The extract says Fred Goodwin, the former chief executive of RBS, should have been stripped not just of his knighthood but of his bonuses and the right to be a company director for leading the bank to the brink of collapse.
Accusing the Conservatives of being too soft on bankers since taking office in 2010, Brown says: “Little has changed since the promise in 2009 that we bring finance to heel. The banks that were deemed ‘too big to fail’ are now even bigger than they were.
“Dividends and bankers’ pay today represent almost exactly the same share of banks’ revenues as before the crisis hit.”
Brown says one of the arguments used to justify high salaries in the financial sector – that the money is reward for risk taking – has not survived the crash.
“With many banks backstopped by the taxpayers, they make their profits at least in part because of the government guarantee. The risks they are taking is often not with their money but with ours,” he says.
“And often bankers are not being compensated for risk but rewarded for failure. It cannot be right that Fred Goodwin walked away with all of his past bonuses untouched, a tax-free lump sum … and even after he agreed to halve his pension it still was said to amount to £300,000 a year.”
Brown adds that if the conduct of bankers was dishonest by the ordinary benchmark of what would be considered reasonable and honest, then there was a case for Britain following the example of Ireland, Iceland, Spain and Portugal and in launching prosecutions.

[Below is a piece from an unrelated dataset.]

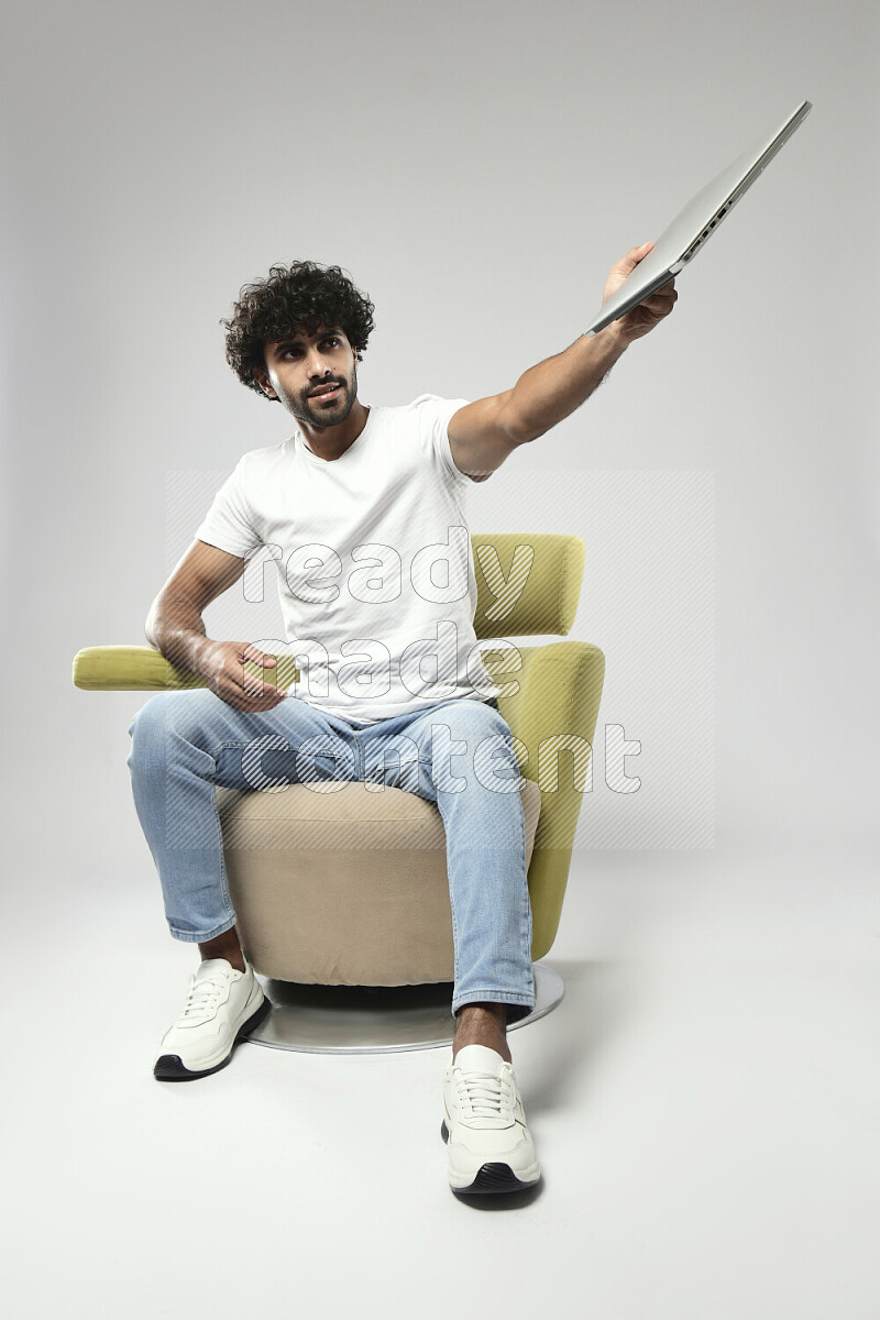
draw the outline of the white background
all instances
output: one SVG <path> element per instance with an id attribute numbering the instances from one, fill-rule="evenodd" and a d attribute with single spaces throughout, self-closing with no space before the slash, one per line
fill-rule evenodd
<path id="1" fill-rule="evenodd" d="M 3 20 L 16 1312 L 208 1315 L 256 1287 L 263 1315 L 297 1296 L 305 1315 L 450 1315 L 470 1295 L 517 1316 L 581 1298 L 652 1320 L 872 1317 L 875 7 L 158 0 L 5 3 Z M 612 830 L 577 857 L 558 1044 L 541 1052 L 536 1024 L 517 1045 L 555 1188 L 548 1173 L 540 1200 L 493 1221 L 445 1192 L 439 1162 L 421 1170 L 438 1096 L 410 1106 L 406 1068 L 429 1096 L 434 1055 L 361 1064 L 344 1101 L 340 1072 L 303 1064 L 293 1129 L 286 1101 L 305 1093 L 293 1073 L 273 1090 L 268 1051 L 169 1097 L 149 1052 L 189 950 L 169 946 L 131 804 L 142 697 L 74 692 L 70 663 L 142 640 L 168 473 L 228 471 L 289 432 L 223 360 L 239 286 L 299 257 L 348 269 L 376 302 L 367 403 L 505 389 L 578 335 L 612 261 L 805 96 L 811 115 L 681 277 L 669 322 L 471 494 L 475 531 L 530 529 L 537 491 L 546 529 L 591 544 L 577 495 L 588 511 L 608 474 L 707 474 L 715 492 L 716 847 L 620 851 Z M 657 531 L 636 519 L 620 537 L 621 583 Z M 606 649 L 608 718 L 648 763 L 629 711 L 652 647 L 625 591 L 615 609 L 607 546 L 571 636 Z M 681 840 L 687 795 L 668 801 Z M 434 1183 L 435 1201 L 413 1200 Z M 187 1234 L 223 1262 L 210 1284 L 187 1272 Z M 44 1274 L 53 1251 L 75 1298 Z M 314 1265 L 299 1294 L 297 1259 Z"/>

A new criminal offence of reckless misconduct in the management of financial institutions had been intended to deter irresponsible management decisions, but Brown says defendants would find it easy to get round the law by claiming that their institutions’ problems were the result of factors beyond their control – such as changes in interest rates or government regulation – rather than their own conduct.
“The Fraud Act 2006, which criminalises fraud by false representation, failing to disclose information and abuse of position, may be more relevant,” he says.
Britain led the way in the recapitalisation of the banks when the financial crisis deepened after the collapse of Lehman Brothers in September 2008.
Brown says he was unsure whether he would survive the key day, 8 October, when the bailout plan was announced.
“When I got up the next morning I told [Brown’s wife] Sarah that she would have to be ready to pack our things for a sudden move out of Downing Street. If what I was about to do failed, with markets collapsing further and confidence ebbing from Britain, I would have no choice but to resign.
“As I walked into the office, I didn’t know if I’d still be there at the end of the day.”